Organisation sans faille
Le mot d’ordre a été donné sur les réseaux sociaux. Les consignes pour une marche pacifique ont été soigneusement respectées. Comme un seul homme, les dizaines, voire les centaines de milliers de personnes, ont tenu à réaffirmer à la face du pouvoir et du monde entier qu’elles sont capables et prêtes au changement, mais dans le calme et la sérénité. De la rue Hassiba-Benbouali jusqu’à la Grande-Poste, en passant par la rue Didouche-Mourad, la Faculté centrale, aucun dépassement n’a été enregistré. Même les voitures stationnées en bordure de route n’ont même pas été égratignées. Les véhicules de police et les ambulances fendaient sans encombre la foule. Les manifestants ouvraient la voie à tout le monde. Devant les établissements hospitaliers, la foule cessait de chanter et de crier. Aux policiers mobilisés, les manifestants offraient des fleurs, des chocolats et un sourire franc et sincère comme l’était l’envie de ces fonctionnaires de la DGSN de jeter leur bouclier afin de marcher pour la liberté. Pour bien mettre en évidence cette organisation, il faut signaler la présence de personnes qui distribuaient de l’eau, d’autres des bonbons… Des jeunes en gilets de couleurs orange et jaune assuraient l’encadrement. Ce sont des secouristes mobilisés pour l’événement. “Vous êtes foutus, le peuple s’est réveillé”, scandaient des jeunes de Belcourt. De 11h à 17h, les rues d’Alger n’ont pas désemplies. Au Champ-de-manœuvre, une dizaine de nourrissons dans des poussettes tenaient des pancartes où était écrit : “Système ; t’es un danger pour mon avenir.” Le message sera-t-il entendu ? Qui sait !

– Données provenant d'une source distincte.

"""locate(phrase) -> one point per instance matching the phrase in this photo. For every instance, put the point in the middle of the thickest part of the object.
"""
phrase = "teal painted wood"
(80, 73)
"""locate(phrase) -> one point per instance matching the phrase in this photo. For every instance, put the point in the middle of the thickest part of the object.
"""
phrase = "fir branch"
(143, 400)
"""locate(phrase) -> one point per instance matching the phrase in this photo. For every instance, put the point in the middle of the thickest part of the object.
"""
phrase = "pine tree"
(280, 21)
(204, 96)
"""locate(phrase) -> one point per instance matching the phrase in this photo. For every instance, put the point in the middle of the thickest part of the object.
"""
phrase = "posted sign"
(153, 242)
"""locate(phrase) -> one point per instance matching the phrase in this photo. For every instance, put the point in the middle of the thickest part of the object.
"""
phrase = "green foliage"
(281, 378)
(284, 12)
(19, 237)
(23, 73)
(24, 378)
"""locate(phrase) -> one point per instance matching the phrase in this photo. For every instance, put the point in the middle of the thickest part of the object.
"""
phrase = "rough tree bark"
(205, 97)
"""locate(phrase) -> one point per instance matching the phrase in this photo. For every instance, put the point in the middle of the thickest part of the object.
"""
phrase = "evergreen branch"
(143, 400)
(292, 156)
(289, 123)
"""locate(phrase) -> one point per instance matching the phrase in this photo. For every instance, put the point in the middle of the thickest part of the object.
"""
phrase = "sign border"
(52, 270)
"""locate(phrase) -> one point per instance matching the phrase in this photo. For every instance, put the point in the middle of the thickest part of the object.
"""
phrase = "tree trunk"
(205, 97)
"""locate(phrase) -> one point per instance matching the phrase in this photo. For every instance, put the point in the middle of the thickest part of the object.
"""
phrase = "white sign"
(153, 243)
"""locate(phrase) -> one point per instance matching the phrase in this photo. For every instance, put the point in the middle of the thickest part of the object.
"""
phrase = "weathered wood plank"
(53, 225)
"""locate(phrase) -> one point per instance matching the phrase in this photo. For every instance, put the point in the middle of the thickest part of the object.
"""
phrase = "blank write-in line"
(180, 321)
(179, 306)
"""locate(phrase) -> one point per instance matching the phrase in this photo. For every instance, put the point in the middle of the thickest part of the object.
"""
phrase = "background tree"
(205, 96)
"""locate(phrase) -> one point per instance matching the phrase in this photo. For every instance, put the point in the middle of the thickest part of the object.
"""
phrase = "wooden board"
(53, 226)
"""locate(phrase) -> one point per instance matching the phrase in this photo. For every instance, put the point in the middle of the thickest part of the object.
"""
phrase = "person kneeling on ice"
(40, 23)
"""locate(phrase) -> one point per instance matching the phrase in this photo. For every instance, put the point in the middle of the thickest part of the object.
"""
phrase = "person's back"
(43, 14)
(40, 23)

Hommage à Hassan Ben Khedda
Décédé lors de la marche du 1er mars, Hassan Ben Khedda, fils du premier président du GPRA, a eu droit, hier, à un hommage. Ainsi, des milliers de manifestants ont observé, à 15h, une minute de silence à la mémoire du défunt. Pour rappel, Hassan Ben Khedda est décédé dans une bousculade lors de la dernière marche. Pour les manifestants, le défunt est un martyr de la liberté et de la dignité.